All Kubernetes versions are affected.

How do I mitigate this vulnerability?

There is no patch for this issue, and it can currently only be mitigated by restricting access to the vulnerable features. To mitigate the exposure, we recommend restricting write access to Endpoints and EndpointSlices by updating the system:aggregate-to-edit role using the attached file. This will remove write access to Endpoints from the admin and edit roles:

# Allow kubectl auth reconcile to work
kubectl annotate --overwrite clusterrole/system:aggregate-to-edit rbac.authorization.kubernetes.io/autoupdate=true

# Test reconcile, then run for real if happy
kubectl auth reconcile --remove-extra-permissions -f aggregate_to_edit_no_endpoints.yaml.txt --dry-run
kubectl auth reconcile --remove-extra-permissions -f aggregate_to_edit_no_endpoints.yaml.txt

# Prevent autoreconciliation back to old state
kubectl annotate --overwrite clusterrole/system:aggregate-to-edit rbac.authorization.kubernetes.io/autoupdate=false

Note: This will prevent new versions of Kubernetes from reconciling new default permissions to this role.

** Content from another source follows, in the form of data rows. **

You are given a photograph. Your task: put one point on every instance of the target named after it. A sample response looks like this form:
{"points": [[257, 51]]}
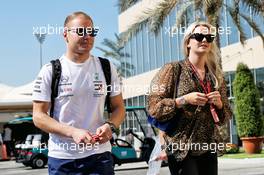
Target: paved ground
{"points": [[226, 167]]}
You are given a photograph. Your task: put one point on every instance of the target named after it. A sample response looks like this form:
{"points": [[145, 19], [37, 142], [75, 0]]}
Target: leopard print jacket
{"points": [[195, 131]]}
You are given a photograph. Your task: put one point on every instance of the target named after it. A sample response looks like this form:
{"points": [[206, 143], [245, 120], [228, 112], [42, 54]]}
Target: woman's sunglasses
{"points": [[199, 37], [82, 31]]}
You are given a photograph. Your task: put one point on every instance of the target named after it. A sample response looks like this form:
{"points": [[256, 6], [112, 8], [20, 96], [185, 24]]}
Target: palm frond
{"points": [[162, 10], [257, 6], [180, 16], [254, 26], [234, 13], [125, 4], [212, 10]]}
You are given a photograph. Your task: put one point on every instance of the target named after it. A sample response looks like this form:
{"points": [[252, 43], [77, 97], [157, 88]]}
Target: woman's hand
{"points": [[215, 98], [162, 156], [196, 98]]}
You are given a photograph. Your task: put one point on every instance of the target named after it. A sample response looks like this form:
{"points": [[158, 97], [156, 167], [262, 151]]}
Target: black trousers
{"points": [[205, 164]]}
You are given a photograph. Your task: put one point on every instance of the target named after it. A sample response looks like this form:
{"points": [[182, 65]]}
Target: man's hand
{"points": [[82, 136], [104, 133]]}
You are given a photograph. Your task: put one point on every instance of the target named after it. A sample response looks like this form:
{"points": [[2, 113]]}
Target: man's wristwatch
{"points": [[112, 126]]}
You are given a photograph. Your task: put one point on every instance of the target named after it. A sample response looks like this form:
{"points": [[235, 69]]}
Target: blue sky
{"points": [[19, 49]]}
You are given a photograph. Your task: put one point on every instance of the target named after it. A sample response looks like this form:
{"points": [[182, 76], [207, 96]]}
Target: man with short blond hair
{"points": [[79, 136]]}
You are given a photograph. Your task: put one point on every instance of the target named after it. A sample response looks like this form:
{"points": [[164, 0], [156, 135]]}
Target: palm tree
{"points": [[125, 4], [212, 10], [115, 52]]}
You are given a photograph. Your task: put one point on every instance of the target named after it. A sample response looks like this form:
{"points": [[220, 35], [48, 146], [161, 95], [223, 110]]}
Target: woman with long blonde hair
{"points": [[194, 97]]}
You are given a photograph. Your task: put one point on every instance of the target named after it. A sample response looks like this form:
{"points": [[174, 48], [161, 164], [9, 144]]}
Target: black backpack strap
{"points": [[107, 73], [56, 74]]}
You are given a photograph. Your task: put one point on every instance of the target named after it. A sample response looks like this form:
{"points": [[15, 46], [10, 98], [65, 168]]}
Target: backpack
{"points": [[56, 75]]}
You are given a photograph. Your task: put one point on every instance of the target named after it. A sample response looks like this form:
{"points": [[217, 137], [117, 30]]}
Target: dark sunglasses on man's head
{"points": [[199, 37], [82, 31]]}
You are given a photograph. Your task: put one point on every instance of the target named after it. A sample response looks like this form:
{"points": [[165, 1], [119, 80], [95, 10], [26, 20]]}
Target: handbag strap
{"points": [[177, 79]]}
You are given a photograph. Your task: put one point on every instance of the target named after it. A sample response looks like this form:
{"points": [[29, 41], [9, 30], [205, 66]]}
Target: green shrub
{"points": [[247, 103]]}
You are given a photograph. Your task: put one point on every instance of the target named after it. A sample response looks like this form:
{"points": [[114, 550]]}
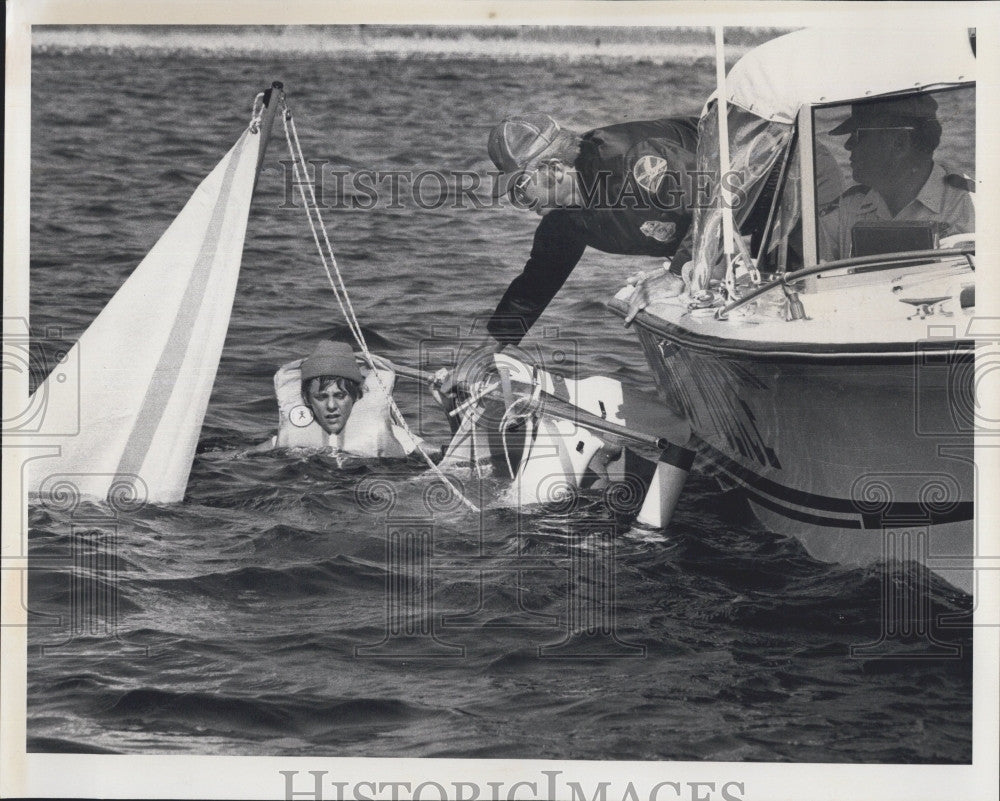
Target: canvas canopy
{"points": [[827, 65]]}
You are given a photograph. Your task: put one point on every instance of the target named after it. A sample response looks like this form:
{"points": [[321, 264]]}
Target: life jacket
{"points": [[369, 431]]}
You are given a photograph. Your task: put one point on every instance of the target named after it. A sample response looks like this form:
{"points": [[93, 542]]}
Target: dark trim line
{"points": [[882, 353], [755, 484]]}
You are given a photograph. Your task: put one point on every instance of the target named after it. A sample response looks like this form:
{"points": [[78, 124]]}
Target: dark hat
{"points": [[520, 142], [912, 108], [332, 358]]}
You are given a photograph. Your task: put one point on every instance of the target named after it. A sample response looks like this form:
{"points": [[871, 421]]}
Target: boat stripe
{"points": [[164, 379], [963, 510], [804, 517]]}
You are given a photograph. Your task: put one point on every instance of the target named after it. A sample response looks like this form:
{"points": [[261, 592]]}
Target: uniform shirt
{"points": [[945, 199], [634, 178]]}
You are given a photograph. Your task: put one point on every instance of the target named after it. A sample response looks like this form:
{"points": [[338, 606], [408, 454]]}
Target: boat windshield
{"points": [[894, 173], [884, 180]]}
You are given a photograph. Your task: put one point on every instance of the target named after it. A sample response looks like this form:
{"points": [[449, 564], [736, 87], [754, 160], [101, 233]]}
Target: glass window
{"points": [[895, 173]]}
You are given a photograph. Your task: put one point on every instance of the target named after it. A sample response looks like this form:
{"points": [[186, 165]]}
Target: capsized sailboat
{"points": [[826, 368], [128, 420]]}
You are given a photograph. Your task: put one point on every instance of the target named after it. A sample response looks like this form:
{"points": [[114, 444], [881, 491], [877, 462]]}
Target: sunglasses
{"points": [[518, 189], [856, 133]]}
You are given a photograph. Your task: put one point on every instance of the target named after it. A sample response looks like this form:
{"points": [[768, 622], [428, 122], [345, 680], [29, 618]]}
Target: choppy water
{"points": [[251, 619]]}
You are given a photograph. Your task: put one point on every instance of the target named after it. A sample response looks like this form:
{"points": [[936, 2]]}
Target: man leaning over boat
{"points": [[620, 189], [892, 144]]}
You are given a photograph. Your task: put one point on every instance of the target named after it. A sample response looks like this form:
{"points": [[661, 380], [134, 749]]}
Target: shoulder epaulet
{"points": [[960, 181], [857, 189]]}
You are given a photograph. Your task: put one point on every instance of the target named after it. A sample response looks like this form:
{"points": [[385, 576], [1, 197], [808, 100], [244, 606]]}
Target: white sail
{"points": [[147, 363]]}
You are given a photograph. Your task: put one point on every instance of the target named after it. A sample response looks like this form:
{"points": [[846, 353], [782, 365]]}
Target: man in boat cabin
{"points": [[892, 144], [622, 189]]}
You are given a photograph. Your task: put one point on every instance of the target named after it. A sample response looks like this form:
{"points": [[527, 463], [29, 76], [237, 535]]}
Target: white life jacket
{"points": [[369, 431]]}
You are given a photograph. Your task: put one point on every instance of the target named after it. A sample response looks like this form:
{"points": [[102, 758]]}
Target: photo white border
{"points": [[68, 776]]}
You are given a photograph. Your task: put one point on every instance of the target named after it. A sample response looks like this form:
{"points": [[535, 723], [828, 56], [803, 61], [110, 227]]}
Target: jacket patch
{"points": [[649, 172], [660, 231]]}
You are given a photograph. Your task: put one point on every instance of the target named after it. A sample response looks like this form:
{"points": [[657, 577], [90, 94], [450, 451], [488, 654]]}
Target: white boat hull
{"points": [[854, 455]]}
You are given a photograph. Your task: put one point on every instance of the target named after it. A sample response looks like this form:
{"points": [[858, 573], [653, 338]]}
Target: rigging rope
{"points": [[340, 291]]}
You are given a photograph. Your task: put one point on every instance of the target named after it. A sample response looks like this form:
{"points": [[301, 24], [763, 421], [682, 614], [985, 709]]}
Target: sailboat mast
{"points": [[272, 100]]}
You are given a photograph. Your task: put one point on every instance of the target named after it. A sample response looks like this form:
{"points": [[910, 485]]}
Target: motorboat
{"points": [[827, 372]]}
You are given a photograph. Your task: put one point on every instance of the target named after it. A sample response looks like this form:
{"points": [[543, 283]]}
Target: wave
{"points": [[566, 43]]}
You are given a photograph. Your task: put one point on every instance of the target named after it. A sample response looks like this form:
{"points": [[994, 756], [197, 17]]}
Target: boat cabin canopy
{"points": [[827, 130]]}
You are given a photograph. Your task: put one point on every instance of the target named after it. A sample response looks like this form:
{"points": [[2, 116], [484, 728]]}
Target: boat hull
{"points": [[862, 459]]}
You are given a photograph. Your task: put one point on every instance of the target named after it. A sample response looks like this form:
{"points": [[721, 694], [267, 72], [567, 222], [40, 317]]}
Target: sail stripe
{"points": [[164, 380]]}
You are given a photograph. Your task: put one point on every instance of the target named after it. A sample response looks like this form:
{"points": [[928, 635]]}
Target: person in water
{"points": [[892, 144], [325, 401]]}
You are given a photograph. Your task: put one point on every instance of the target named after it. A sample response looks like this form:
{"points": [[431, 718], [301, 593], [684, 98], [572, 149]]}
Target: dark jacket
{"points": [[634, 177]]}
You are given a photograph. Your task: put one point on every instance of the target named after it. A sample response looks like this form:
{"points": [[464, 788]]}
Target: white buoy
{"points": [[665, 488]]}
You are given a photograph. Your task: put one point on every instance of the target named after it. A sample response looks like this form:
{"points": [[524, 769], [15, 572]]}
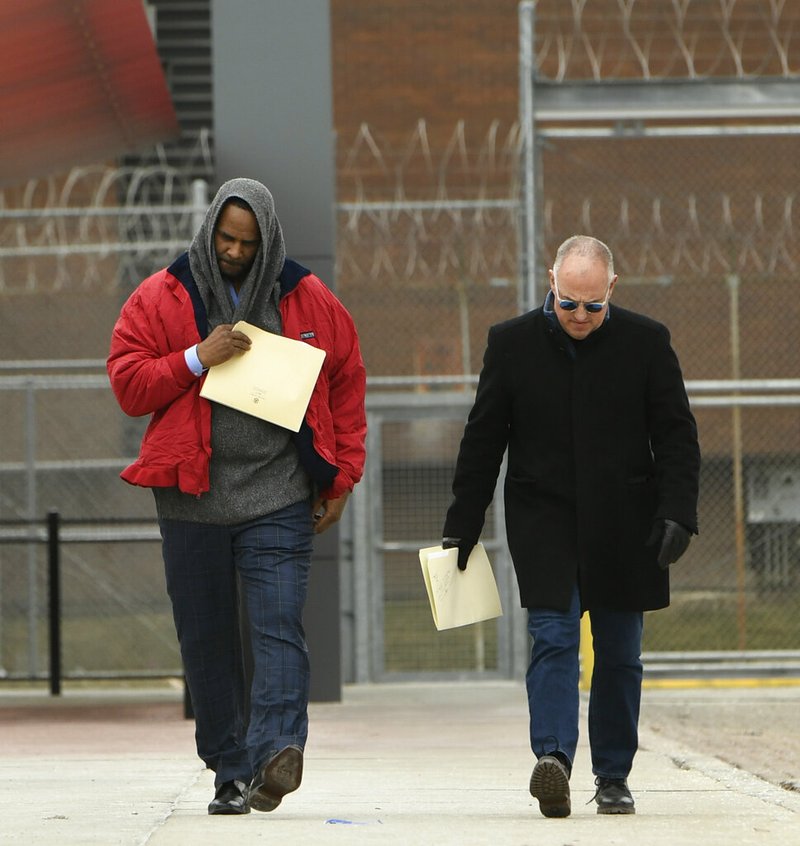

No new default permissions have been added to this role since v1.14.0, but we recommend you remove the autoupdate=false annotation as soon as a fix or other mitigation is possible.

For use-cases that need to edit these resources, we recommend creating a new purpose-built Role with the desired permissions, and using it only for those cases.

Detection

Services with an empty selector rely on custom endpoints and are vulnerable to the attack described above. We recommend manually auditing any such usage. The following kubectl command will list all Services in a cluster with their selector:

kubectl get svc --all-namespaces -o=custom-columns='NAME:metadata.name,NAMESPACE:metadata.namespace,SELECTOR:spec.selector'

Note: Some Services without selectors specified may have their Endpoints managed by other controllers or tools. For example, endpoints for the default/kubernetes Service are managed by the Kubernetes API Server.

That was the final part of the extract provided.